Elias first met Mother Teresa 10 years ago when she accompanied her brother, a missionary, to Calcutta.

Her brother, Msgr. John Esseff, was working in shell-shocked Beirut assisting the poor when Mother Teresa invited him to help organize a retreat for the sisters in the Congregation of the Missionaries of Charity in Calcutta.

The opportunity to meet a woman Elias had admired since a child was too great so she packed her bags.

But the joyous anticipation of meeting Mother Teresa was soon replaced by tears of horror and disbelief when she saw the dirty throngs of Calcutta’s destitute, crippled and diseased masses along the city’s alleys and dank streets.

“I literally cried for three days straight because of what I saw,” Elias said.

As a resident of an affluent Ventura County suburb, she said she was wholly unprepared for the nightmarish scenes of discarded babies tossed in garbage bins, of scabby lepers begging for charity and crippled people huddled along streets. “Here I came from little old Newbury Park and I couldn’t imagine the suffering I saw there.”

On her third day of despair, she said Mother Teresa came and placed her wrinkled hands on her shoulders.


“You’ve got to stop crying,” Elias said, recounting the words of the renowned nun. “They have enough tears of their own. What they need is your smile.”

Elias said Mother Teresa gave her strength to meet India’s suffering with a brave and sympathetic face.

She accompanied Mother Teresa and the other sisters as they made their daily circuits through the streets to swaddle and collect abandoned babies, provide relief to the sick and embrace the dying.

“I watched her, this little woman, lift these people from the street and bring them with her,” she said. “It was, at the same time, so sad and so uplifting.”

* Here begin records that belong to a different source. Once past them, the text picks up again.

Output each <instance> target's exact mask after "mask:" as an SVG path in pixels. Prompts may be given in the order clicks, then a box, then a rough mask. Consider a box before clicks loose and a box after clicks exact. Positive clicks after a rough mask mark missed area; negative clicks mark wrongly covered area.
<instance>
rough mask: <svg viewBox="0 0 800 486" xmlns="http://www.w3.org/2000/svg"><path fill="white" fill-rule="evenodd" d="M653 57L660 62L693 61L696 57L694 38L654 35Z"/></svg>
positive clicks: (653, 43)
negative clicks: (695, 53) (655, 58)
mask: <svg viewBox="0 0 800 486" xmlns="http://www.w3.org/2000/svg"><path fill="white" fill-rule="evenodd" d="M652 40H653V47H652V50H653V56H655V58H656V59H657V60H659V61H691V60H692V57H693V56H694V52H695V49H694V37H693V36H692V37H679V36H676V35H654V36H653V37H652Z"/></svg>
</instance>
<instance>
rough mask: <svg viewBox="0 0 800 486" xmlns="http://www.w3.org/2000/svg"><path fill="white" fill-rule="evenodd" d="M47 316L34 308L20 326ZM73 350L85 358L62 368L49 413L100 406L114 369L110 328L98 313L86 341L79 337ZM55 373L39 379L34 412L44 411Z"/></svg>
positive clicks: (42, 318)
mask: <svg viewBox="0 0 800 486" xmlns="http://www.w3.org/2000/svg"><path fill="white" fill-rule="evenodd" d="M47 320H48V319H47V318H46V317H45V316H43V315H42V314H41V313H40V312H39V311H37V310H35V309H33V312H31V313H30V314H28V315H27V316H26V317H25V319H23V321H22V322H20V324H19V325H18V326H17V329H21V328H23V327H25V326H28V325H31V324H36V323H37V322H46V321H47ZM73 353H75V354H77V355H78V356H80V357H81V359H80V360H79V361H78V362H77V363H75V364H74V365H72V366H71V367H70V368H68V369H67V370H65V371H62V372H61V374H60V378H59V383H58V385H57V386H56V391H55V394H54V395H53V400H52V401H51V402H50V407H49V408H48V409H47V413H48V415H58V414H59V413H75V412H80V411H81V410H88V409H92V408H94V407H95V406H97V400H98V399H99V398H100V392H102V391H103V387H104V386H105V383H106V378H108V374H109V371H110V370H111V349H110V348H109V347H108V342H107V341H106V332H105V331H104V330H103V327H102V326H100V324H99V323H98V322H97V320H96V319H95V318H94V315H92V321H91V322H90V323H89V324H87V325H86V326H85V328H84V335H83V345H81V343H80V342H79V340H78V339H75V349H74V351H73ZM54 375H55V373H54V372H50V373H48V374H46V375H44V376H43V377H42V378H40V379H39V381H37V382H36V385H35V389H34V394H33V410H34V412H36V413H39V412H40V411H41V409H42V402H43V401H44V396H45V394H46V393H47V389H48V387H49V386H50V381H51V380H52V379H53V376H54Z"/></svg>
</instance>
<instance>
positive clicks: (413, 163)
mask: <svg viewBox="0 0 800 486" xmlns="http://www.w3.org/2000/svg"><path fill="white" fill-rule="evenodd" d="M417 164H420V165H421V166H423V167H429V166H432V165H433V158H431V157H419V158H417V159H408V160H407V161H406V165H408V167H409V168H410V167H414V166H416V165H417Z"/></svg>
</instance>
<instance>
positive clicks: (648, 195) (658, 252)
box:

After that visit in 1987, Elias kept in close touch with Mother Teresa. They exchanged dozens of letters and visited together on those rare occasions when Mother Teresa traveled to the United States.


Elias, a receptionist at the Pierce Brothers Mortuary in Thousand Oaks, even kept Mother Teresa’s phone number listed on the speed dial.

When she learned of her death, Elias said she didn’t know exactly how to react.


Personally, she said she’s lost a friend whom she loved dearly. But she also knew the extent of Mother Teresa’s illness and physical suffering and was happy she had been “released.”

“I feel like I’ve lost my mother,” she said in a faltering voice as her eyes moistened. “I miss her; oh do I miss her, but in my heart I know she’s happier.”

Elias said she taped hours of conversations with Mother Teresa and plans to write a book--not only to commemorate a life spent embracing the world’s untouchables, but also to spread the wisdom of her cherished mentor.

She will also donate all the proceeds earned through any album sales to the Congregation of the Missionaries of Charity to aid its efforts to help the poor.


Since learning of her invitation, Elias, who was given a free airline ticket from Air India, has decided to sing one of Mother Teresa’s favorite songs, “My Brother’s Keeper"--a song penned by Elias.


It will be a fitting remembrance for a friend who gave Elias an uncommon strength and faith that the world, despite all its ills and injustice, abounds with humanity.

“Everyone says how bad the world is, but I think it’s beautiful, truly beautiful,” she said. “She showed that. She gave me hope.”


When looking back on that friendship and the change it made in her life, Elias remembers visiting a children’s hospital ward in Calcutta to hand out granola bars.

In one corner was a skinny little girl stricken with leprosy lying on a bed. She was hairless, dirty and dotted with open red sores.

“Up to then I couldn’t look at a leper and I didn’t want to drop the bar next to the girl, so I prayed for the strength to touch her,” Elias said. “I hugged her and something that I could feel from the top of my head to the bottom of my toes happened.

“From then on when I walked the streets of Calcutta I was happy.”